Mamme: sempre piu’ equilibriste, Calabria in coda per assistenza
“La condizione delle madri in Italia e’ ancora critica. Il divario tra Nord e Sud e’ drammatico e inaccettabile. Ed in ogni caso, anche nelle regioni del Nord, siamo ancora lontani da un modello virtuoso che renda la maternita’ una risorsa piuttosto che un impedimento. Serve un impegno collettivo delle istituzioni e di tutti i soggetti coinvolti per permettere alle mamme di vivere la gioia della maternita’ senza rinunciare alla propria vita professionale e sociale” dice Raffaela Milano Direttrice dei Programmi Italia-Europa di Save the Children, l’Organizzazione internazionale dedicata dal 1919 a salvare la vita dei bambini in pericolo e a promuovere i loro diritti.

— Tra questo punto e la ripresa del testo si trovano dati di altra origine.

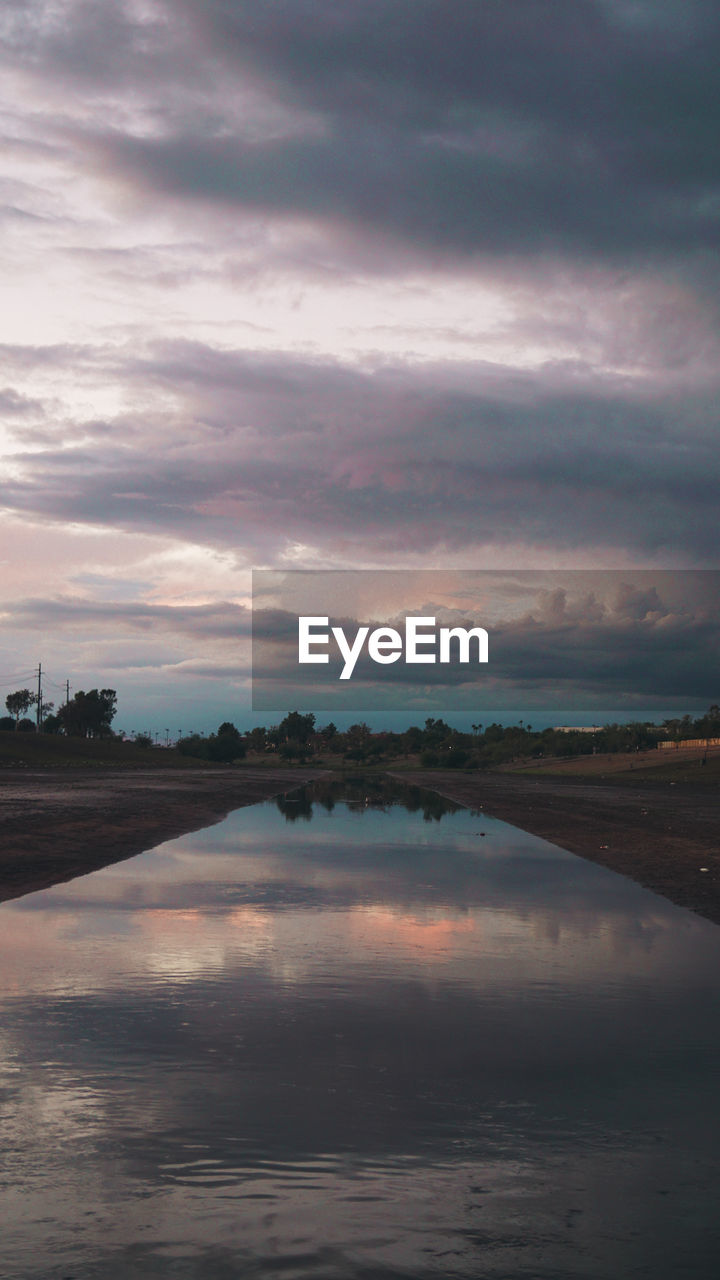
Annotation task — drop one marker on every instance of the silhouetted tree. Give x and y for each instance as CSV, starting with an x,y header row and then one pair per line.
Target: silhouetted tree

Mamme: in Italia 1 su 3 sceglie part-time ma resta penalizzata
In Italia piu’ di una donna su 3 (34,6%) usufruisce del part-time contro una media UE del 30%. Con l’aumentare del numero di figli, aumenta anche la percentuale di donne che fa ricorso a questo orario di lavoro, passando dal 36,8% delle donne con un figlio al 41,2% delle donne con due figli fino al 43,1% delle donne con tre o piu’ figli. Lo dice il secondo rapporto di Save The Children, “Le equilibriste: la maternita’ tra ostacoli e visioni di futuro” dedicato alle mamme italiane. Il part-time presenta alcuni aspetti negativi: da una parte garantisce la possibilita’ di prendersi cura dei figli, dall’altra limita la crescita professionale relegando spesso le donne a ruoli marginali o piu’ bassi rispetto agli uomini.